An important technical note here is that these genres are not exclusive to each comedy special in the data set - a comedy transcript can belong to multiple genres. Each comedy special is assigned a weight for each topic/genre, and considered “belonging” to that genre if the weight is above some threshold.

I put the genres in a dropdown menu in the Flask application. When a user selects a genre, Javascript code runs to filter out any comedy specials that are below a topic weight threshold of 0.2 for that genre.

genre Filtering comedy by genres generated through topic modeling.

Search Engine Recommender with Content-Based Filtering

The second feature was an opportunity for me to build my first recommender system with content-based filtering.
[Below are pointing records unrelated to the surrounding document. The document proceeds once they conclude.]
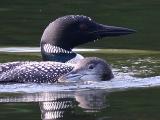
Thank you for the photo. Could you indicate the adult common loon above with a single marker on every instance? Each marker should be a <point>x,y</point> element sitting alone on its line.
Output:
<point>89,68</point>
<point>63,34</point>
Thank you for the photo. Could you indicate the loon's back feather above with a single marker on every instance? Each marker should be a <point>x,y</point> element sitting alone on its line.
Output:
<point>38,72</point>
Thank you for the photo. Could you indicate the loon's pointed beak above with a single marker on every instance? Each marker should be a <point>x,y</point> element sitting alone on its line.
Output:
<point>109,31</point>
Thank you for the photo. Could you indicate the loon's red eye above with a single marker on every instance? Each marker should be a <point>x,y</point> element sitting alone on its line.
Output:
<point>83,27</point>
<point>91,66</point>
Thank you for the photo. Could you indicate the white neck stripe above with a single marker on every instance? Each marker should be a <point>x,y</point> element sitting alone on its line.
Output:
<point>48,48</point>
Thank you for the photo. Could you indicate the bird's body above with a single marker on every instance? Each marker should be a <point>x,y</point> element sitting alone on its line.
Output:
<point>36,72</point>
<point>50,72</point>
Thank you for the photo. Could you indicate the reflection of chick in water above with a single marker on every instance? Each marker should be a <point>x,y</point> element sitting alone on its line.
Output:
<point>64,105</point>
<point>91,101</point>
<point>58,108</point>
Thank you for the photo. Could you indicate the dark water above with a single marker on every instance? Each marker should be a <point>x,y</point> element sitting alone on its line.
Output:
<point>133,94</point>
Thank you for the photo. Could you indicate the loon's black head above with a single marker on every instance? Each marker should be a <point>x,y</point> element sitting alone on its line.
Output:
<point>72,30</point>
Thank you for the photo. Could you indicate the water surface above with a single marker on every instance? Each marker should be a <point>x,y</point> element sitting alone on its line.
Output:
<point>132,95</point>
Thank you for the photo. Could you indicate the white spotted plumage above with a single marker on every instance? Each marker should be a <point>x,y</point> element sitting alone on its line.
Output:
<point>38,72</point>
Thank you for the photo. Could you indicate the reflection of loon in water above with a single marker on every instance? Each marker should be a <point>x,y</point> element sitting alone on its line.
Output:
<point>61,105</point>
<point>90,68</point>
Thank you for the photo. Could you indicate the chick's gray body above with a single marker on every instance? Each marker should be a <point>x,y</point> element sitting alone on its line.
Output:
<point>37,72</point>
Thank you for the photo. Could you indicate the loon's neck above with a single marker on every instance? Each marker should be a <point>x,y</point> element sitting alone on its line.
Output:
<point>55,53</point>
My Flask app doesn’t have a large user base or any sort of “rating” functionality, so obviously collaborative filtering was not an option.

recommender Search term recommender with content-based filtering

The main input to the recommender is a text field for which the user is asked to describe the type of comedy they want to see. When the user submits the text, it is treated similarly to a document from the main corpus: cleaned, transformed, and vectorized to the same format. It is then transformed using the NMF pre-fit on the comedy transcript corpus and assigned weights for each of the five topics.

Finally, the cosine similarity is calculated between the search term topic weights and each document (comedy special) in the transcript’s topic weights. The top 10 comedy specials with the largest cosine similarity with respect to the search term are recommended to the user.

Final Thoughts

Before learning about NLP or working on this project, I never thought of language as something that can be broken down, quantified, and processed by linear algebra. However, by using mathematical techniques and allowing a computer to determine patterns in human speech, we can learn a lot about how language works and what makes us laugh or identify with a particular set of thoughts.

This project also presented me with an ethical challenge when an unsupervised learning algorithm outputted comedy genres that fell within cultural and ethnic bounds. I got a lot out of learning to carefully navigate sensitive words, topics, and potential algorithmic bias.